Erst im Jahr 2005 veröffentlichte man das erste Album der Band und direkt nach der Neuauflage 2007 machte man sich ans Werk, um mit der neuen Picture -EP abwechslungsreiche und gediegene Stimmung in die verstaubten Plattenspieler der schwarzmetallischen Hörerschaft zu bringen.

Gerade mal zwei Songs, die es auf rund 12 Minuten Spielzeit bringen, sorgen für einen Hauch von verträumter Stimmung, die von Klanggewittern durchbrochen wird. Man wird durch „Negeder Mand“ geradezu eingeladen und durch wispernde Worte in Empfang genommen. Zwei Kontraste werden versucht, unter einen musikalischen Hut zu bringen, oft sind viele daran gescheitert, die Grätsche aus folkigen, jedoch sanften Klängen mit rauem Schwarzmetall zu kombinieren. Die Musik erscheint einem als lebendig, zwar progressiv, aber nicht wirr.

Der Hörerschaft wird zum genauen Zuhören aufgefordert. Die Herausforderung besteht nicht aus komplexen Lyrics, allerdings besteht diese aus dem gekonnten Einsatz des Zwischenspiels aus Bass und Gitarre, während das Schlagzeug arg in den Hintergrund gerät.

Durch die immer wieder unterbrochenen Stimmungslagen wird das Album zu einer Abwechslung für jedes Gehör und seien wir ehrlich: Eine Stagnation möchte man ja nun wirklich nicht in der Szene erleben.

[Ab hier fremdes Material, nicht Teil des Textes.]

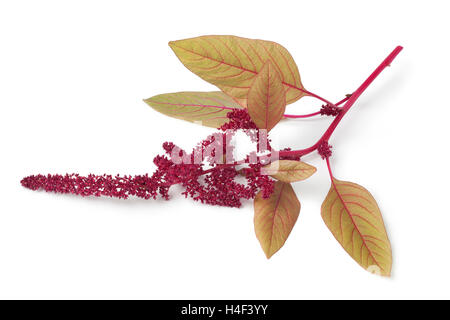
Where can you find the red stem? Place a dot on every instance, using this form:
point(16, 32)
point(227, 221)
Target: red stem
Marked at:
point(293, 116)
point(351, 100)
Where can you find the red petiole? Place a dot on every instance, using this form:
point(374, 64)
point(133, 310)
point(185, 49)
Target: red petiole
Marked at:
point(348, 104)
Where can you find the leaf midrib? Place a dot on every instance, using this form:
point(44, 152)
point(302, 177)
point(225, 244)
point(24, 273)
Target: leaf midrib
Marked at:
point(234, 66)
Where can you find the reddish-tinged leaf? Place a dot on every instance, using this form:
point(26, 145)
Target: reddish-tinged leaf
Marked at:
point(266, 98)
point(353, 216)
point(231, 63)
point(206, 108)
point(275, 217)
point(289, 170)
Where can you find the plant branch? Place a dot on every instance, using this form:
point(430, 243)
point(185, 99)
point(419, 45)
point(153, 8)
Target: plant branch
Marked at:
point(349, 103)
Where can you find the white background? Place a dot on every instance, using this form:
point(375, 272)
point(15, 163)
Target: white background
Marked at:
point(72, 78)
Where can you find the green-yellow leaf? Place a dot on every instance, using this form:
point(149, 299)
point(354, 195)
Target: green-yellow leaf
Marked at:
point(231, 63)
point(353, 217)
point(206, 108)
point(289, 170)
point(275, 217)
point(266, 98)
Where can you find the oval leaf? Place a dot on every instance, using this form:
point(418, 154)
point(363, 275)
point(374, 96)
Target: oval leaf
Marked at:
point(289, 170)
point(266, 98)
point(231, 63)
point(353, 217)
point(275, 217)
point(206, 108)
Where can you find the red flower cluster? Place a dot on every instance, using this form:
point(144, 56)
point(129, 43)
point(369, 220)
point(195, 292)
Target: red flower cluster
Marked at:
point(216, 185)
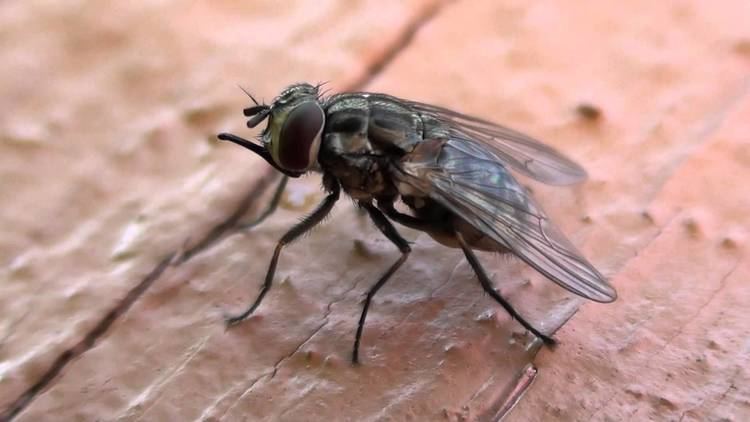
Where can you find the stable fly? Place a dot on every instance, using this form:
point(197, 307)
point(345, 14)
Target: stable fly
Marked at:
point(451, 171)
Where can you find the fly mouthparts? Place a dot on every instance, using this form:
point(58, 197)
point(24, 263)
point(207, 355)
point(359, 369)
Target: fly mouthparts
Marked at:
point(256, 109)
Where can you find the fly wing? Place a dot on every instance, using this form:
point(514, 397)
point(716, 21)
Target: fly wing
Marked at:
point(521, 152)
point(468, 180)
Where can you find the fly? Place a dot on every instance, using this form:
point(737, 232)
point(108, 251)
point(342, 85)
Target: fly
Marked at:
point(452, 172)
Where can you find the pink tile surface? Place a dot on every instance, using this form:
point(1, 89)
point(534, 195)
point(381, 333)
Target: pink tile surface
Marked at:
point(108, 163)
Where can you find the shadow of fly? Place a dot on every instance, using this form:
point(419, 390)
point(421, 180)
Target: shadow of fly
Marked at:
point(452, 172)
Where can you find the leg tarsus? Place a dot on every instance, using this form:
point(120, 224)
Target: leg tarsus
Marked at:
point(296, 231)
point(484, 280)
point(271, 207)
point(392, 234)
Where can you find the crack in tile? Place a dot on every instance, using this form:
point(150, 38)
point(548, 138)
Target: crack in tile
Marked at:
point(722, 284)
point(377, 66)
point(214, 235)
point(157, 387)
point(84, 344)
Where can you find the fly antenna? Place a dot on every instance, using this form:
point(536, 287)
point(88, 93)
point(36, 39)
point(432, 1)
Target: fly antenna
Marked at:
point(249, 94)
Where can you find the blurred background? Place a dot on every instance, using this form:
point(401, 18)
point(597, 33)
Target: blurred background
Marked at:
point(109, 166)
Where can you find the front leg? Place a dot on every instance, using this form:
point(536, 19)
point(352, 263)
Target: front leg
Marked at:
point(298, 230)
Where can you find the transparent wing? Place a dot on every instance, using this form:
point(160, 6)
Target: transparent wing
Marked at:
point(468, 180)
point(521, 152)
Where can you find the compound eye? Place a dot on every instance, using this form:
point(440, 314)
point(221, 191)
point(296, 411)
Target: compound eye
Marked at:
point(299, 140)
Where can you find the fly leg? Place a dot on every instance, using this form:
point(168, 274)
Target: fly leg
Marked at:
point(484, 280)
point(299, 229)
point(404, 219)
point(391, 233)
point(269, 209)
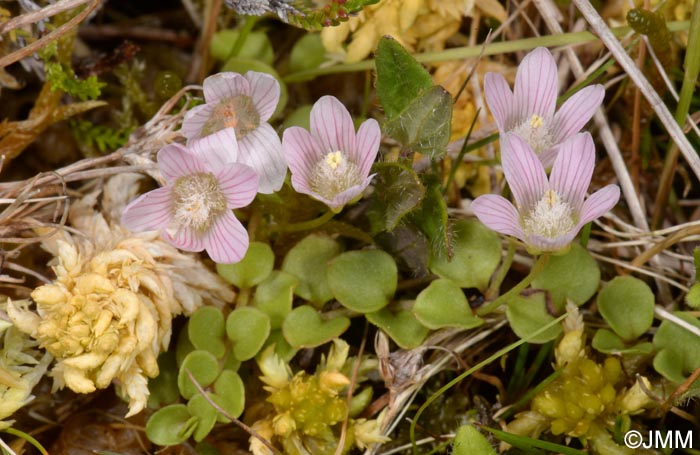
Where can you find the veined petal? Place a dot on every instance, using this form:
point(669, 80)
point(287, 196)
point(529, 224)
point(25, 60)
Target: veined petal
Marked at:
point(225, 85)
point(500, 100)
point(184, 238)
point(150, 211)
point(523, 170)
point(174, 160)
point(573, 169)
point(227, 240)
point(265, 92)
point(497, 213)
point(332, 125)
point(366, 145)
point(261, 149)
point(599, 203)
point(577, 111)
point(536, 85)
point(217, 149)
point(195, 119)
point(238, 183)
point(301, 152)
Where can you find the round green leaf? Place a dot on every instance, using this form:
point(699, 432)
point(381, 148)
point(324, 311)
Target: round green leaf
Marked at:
point(308, 261)
point(402, 327)
point(230, 390)
point(247, 328)
point(574, 276)
point(476, 252)
point(255, 266)
point(363, 281)
point(443, 304)
point(627, 305)
point(204, 368)
point(274, 296)
point(527, 315)
point(170, 425)
point(206, 330)
point(305, 328)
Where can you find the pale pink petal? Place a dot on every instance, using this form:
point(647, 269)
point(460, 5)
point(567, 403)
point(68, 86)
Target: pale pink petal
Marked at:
point(332, 125)
point(366, 145)
point(500, 100)
point(195, 119)
point(217, 149)
point(225, 85)
point(301, 152)
point(497, 213)
point(536, 85)
point(599, 203)
point(265, 92)
point(239, 183)
point(227, 240)
point(184, 238)
point(523, 170)
point(261, 149)
point(174, 160)
point(149, 212)
point(577, 111)
point(573, 169)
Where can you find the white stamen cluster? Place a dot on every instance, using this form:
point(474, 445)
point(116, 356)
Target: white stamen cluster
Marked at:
point(197, 200)
point(550, 218)
point(536, 133)
point(334, 174)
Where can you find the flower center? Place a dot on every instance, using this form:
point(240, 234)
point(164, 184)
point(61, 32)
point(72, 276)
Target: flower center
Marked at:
point(237, 112)
point(551, 217)
point(197, 201)
point(334, 174)
point(536, 133)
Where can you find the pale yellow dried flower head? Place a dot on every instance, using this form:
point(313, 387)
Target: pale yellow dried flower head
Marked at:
point(108, 313)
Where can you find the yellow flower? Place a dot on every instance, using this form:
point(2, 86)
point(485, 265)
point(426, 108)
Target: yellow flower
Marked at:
point(108, 313)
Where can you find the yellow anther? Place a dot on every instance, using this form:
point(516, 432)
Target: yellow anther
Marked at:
point(334, 159)
point(536, 121)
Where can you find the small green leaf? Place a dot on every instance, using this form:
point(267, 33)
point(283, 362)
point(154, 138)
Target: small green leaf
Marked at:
point(204, 369)
point(305, 328)
point(574, 276)
point(424, 126)
point(247, 328)
point(308, 261)
point(274, 296)
point(470, 441)
point(627, 305)
point(476, 252)
point(527, 315)
point(255, 266)
point(363, 281)
point(443, 304)
point(170, 425)
point(402, 327)
point(206, 330)
point(400, 78)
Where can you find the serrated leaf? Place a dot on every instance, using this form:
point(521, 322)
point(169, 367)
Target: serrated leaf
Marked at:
point(424, 126)
point(400, 78)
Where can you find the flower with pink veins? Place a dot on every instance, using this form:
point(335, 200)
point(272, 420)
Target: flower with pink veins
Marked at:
point(243, 103)
point(331, 163)
point(548, 212)
point(528, 110)
point(193, 210)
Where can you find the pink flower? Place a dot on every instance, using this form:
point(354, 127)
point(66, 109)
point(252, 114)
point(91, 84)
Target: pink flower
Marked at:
point(528, 111)
point(193, 210)
point(331, 163)
point(549, 212)
point(245, 104)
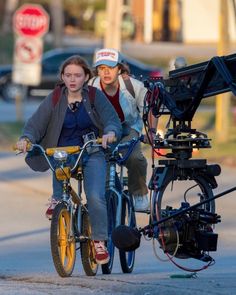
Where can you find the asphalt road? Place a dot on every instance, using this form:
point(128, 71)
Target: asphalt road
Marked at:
point(26, 265)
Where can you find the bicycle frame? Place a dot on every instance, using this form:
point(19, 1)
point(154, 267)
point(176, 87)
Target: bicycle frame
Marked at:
point(70, 221)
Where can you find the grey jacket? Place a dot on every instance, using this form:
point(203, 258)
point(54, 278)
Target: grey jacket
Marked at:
point(45, 125)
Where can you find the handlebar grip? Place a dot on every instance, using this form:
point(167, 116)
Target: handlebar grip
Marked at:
point(28, 147)
point(68, 149)
point(99, 140)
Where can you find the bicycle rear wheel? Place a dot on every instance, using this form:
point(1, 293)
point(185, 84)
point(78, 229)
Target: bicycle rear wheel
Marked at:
point(127, 218)
point(111, 198)
point(62, 241)
point(87, 249)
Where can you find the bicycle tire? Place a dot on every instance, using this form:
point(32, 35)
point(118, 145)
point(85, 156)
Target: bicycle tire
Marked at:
point(87, 249)
point(111, 198)
point(200, 192)
point(63, 247)
point(127, 259)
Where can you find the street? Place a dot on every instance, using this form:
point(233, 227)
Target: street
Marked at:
point(26, 265)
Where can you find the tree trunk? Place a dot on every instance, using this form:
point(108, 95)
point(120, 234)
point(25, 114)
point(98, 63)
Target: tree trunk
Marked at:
point(10, 8)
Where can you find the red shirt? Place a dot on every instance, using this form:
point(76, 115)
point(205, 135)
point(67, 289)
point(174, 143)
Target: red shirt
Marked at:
point(114, 100)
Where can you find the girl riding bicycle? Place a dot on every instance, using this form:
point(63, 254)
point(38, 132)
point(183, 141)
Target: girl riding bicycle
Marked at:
point(66, 121)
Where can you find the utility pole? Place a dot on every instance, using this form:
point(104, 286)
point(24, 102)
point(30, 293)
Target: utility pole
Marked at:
point(112, 38)
point(223, 100)
point(148, 21)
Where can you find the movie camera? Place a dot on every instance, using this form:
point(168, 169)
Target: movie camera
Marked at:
point(187, 231)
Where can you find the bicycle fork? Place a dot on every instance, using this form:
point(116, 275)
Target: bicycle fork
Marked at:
point(113, 183)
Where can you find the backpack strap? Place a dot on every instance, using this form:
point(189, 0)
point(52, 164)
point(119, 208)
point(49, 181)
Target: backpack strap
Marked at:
point(92, 93)
point(129, 86)
point(56, 95)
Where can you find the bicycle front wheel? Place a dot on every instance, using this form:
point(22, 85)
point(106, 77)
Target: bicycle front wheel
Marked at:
point(62, 241)
point(87, 247)
point(111, 198)
point(127, 218)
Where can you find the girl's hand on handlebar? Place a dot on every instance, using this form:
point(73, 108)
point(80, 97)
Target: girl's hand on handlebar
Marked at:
point(22, 145)
point(110, 137)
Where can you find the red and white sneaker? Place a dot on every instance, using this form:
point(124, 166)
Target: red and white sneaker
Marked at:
point(101, 253)
point(52, 204)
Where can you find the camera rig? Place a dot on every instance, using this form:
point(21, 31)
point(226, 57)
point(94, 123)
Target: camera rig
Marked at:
point(187, 231)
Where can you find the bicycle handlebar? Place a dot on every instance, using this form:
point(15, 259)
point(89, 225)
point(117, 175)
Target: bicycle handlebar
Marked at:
point(124, 145)
point(68, 149)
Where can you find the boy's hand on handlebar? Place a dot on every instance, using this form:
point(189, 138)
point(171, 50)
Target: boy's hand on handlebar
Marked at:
point(23, 145)
point(110, 137)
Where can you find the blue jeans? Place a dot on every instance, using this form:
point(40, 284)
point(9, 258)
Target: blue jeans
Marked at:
point(94, 172)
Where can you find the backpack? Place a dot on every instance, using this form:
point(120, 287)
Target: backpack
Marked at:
point(129, 86)
point(57, 93)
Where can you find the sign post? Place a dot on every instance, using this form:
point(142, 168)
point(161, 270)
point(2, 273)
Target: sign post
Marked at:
point(30, 24)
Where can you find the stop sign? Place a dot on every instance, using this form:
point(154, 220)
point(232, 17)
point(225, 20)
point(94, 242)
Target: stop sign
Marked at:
point(31, 20)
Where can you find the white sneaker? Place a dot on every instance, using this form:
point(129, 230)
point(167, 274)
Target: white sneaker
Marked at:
point(141, 203)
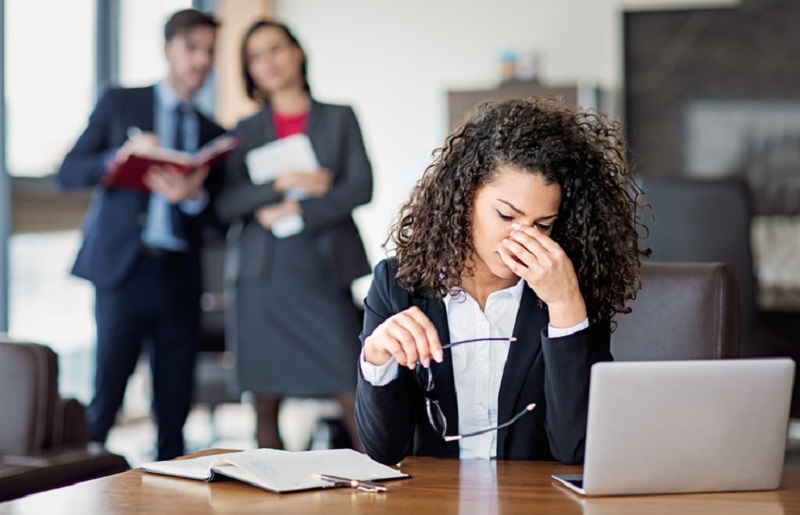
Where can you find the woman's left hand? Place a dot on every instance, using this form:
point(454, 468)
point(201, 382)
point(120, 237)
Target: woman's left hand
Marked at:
point(544, 265)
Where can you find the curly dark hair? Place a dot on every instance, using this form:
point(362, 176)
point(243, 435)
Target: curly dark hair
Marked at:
point(582, 151)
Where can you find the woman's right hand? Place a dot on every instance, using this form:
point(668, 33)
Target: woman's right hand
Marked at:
point(313, 184)
point(409, 336)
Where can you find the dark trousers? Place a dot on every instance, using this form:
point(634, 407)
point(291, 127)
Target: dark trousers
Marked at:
point(155, 310)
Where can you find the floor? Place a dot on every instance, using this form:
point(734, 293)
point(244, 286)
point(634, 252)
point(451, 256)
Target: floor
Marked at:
point(234, 427)
point(229, 425)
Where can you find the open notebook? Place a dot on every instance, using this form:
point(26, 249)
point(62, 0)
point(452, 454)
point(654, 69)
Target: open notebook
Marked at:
point(278, 471)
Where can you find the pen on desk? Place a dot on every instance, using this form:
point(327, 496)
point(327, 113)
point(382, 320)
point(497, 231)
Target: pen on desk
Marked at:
point(367, 486)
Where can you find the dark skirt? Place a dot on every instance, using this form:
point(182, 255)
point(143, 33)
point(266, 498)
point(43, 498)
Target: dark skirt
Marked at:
point(295, 332)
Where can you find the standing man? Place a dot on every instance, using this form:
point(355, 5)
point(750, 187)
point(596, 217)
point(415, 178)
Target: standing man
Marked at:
point(141, 250)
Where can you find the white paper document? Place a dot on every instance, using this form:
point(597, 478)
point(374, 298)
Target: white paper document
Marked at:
point(278, 471)
point(290, 154)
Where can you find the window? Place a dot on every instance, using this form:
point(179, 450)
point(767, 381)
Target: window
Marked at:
point(142, 39)
point(50, 65)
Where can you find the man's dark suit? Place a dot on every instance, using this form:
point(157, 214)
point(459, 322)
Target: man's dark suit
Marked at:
point(112, 258)
point(553, 373)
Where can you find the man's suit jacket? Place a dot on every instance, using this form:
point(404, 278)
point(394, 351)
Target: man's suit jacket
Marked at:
point(553, 373)
point(113, 226)
point(336, 138)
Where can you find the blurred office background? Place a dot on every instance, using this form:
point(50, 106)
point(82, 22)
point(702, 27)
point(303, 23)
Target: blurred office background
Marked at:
point(705, 88)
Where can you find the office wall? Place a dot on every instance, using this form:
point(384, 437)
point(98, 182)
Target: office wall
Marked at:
point(396, 60)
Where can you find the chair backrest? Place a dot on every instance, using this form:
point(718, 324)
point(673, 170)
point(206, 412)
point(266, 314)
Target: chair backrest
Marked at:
point(683, 311)
point(706, 221)
point(28, 396)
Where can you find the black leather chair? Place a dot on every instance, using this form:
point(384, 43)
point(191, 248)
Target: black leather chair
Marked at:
point(43, 437)
point(683, 311)
point(708, 221)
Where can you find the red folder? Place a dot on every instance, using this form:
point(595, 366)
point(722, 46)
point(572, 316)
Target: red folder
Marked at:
point(128, 174)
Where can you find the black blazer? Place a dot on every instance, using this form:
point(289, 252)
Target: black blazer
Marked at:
point(553, 373)
point(113, 225)
point(337, 142)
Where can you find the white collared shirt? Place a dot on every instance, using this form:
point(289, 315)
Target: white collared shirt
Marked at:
point(477, 367)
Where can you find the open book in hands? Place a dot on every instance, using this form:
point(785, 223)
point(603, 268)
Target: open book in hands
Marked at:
point(279, 471)
point(128, 174)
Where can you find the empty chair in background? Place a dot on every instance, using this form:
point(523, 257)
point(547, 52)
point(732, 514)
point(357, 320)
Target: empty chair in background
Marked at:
point(683, 311)
point(709, 221)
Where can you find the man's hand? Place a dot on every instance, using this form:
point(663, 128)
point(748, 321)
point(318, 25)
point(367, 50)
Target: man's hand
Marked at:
point(137, 143)
point(173, 185)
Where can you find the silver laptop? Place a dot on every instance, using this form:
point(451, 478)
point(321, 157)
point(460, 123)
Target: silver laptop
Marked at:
point(685, 426)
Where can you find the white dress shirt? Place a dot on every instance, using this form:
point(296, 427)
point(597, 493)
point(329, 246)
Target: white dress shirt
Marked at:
point(477, 367)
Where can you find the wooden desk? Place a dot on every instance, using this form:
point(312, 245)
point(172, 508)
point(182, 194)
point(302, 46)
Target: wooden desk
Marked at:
point(439, 486)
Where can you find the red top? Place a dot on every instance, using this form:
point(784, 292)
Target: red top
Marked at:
point(289, 125)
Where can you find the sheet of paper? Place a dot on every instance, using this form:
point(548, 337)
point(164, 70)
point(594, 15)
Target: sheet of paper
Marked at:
point(290, 154)
point(194, 468)
point(287, 471)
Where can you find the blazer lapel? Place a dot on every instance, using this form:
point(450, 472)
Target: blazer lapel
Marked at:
point(530, 319)
point(267, 126)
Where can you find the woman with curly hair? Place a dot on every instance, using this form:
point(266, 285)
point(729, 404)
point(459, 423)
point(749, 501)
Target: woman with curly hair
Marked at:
point(520, 241)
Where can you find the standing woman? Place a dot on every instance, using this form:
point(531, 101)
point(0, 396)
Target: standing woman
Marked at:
point(292, 321)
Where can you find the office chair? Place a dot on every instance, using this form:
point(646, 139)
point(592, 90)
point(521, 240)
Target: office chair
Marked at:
point(683, 311)
point(707, 221)
point(43, 437)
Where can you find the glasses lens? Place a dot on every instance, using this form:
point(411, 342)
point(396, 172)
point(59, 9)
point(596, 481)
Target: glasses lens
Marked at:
point(424, 378)
point(435, 416)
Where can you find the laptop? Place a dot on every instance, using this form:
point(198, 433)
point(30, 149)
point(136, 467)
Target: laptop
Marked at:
point(685, 426)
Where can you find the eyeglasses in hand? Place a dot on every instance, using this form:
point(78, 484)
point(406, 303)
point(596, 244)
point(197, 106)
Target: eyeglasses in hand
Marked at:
point(434, 410)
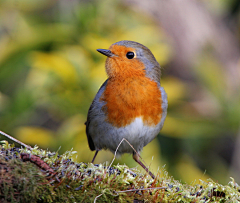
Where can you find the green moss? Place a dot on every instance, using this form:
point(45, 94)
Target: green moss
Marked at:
point(66, 181)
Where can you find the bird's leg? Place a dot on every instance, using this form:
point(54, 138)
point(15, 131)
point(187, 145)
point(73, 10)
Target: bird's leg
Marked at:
point(136, 158)
point(95, 155)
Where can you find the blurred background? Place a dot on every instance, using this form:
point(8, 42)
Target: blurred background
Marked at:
point(50, 72)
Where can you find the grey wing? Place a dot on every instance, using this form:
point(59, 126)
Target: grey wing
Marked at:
point(91, 113)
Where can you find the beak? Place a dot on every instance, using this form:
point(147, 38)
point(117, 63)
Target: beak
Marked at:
point(106, 52)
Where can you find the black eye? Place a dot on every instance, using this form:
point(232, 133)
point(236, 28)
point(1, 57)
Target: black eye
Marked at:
point(130, 55)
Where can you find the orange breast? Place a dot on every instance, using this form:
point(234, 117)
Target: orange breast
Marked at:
point(132, 97)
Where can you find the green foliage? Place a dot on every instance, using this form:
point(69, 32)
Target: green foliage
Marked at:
point(50, 72)
point(79, 182)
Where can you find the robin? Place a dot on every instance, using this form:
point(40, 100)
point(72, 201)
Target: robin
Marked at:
point(130, 104)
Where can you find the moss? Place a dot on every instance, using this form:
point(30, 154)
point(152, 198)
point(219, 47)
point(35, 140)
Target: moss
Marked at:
point(49, 177)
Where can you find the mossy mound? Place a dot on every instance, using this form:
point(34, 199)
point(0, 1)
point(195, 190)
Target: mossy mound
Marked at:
point(41, 176)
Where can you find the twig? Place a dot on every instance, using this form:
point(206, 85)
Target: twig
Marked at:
point(15, 140)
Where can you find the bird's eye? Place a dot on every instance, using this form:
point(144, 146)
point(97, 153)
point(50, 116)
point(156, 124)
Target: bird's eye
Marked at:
point(130, 55)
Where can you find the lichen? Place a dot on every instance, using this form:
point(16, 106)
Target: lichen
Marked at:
point(29, 180)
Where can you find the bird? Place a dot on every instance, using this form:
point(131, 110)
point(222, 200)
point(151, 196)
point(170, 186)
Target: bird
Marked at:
point(130, 104)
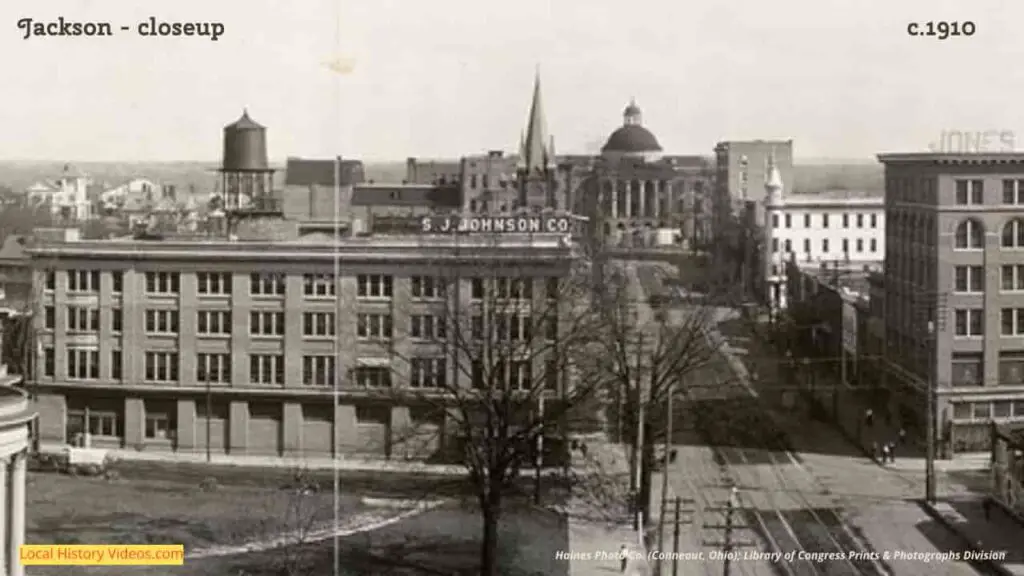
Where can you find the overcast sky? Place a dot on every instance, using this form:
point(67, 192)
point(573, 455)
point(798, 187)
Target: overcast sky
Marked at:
point(451, 77)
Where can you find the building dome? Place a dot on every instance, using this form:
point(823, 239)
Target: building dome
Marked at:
point(632, 138)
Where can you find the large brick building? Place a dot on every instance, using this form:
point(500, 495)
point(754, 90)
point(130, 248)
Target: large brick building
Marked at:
point(148, 344)
point(954, 290)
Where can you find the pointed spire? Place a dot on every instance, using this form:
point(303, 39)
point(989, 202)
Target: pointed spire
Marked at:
point(535, 157)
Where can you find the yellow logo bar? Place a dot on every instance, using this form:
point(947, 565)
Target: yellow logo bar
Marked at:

Ein kleines Schmankerl ist übrigens das Artwork der kompletten Scheibe. Eigens für die Band kreierte der fantasievolle Zeichner Jan Buckhard die tanzenden Waldgeister und Hexengestalten, die der Platte einen eigenen Liebhabercharme geben dürften.

Wer sich nun selbst auf eine Hörprobe einlassen möchte, der kann die EP zum Selbstkostenpreis von gerade mal 5 Euro bei Heavy Horses Records ordern und wer nun in Ärgernis ausbricht, da man keinen Vinylspieler besitzt, der bekommt eine CD-R beigelegt.

Fazit: Eine Empfehlung ist die Scheibe ohne Widerworte, wer nun allerdings mehr als nur die erwähnten 12 Minuten braucht, dem sei der Vorgänger „Der Ort“ ans Herz gelegt. Die Musik ist gut durchdacht und besitzt einige ausgeklügelte Passagen, denn nicht umsonst hat man sich so lange Zeit gelassen, um nun diese beiden Songs der Öffentlichkeit zu präsentieren.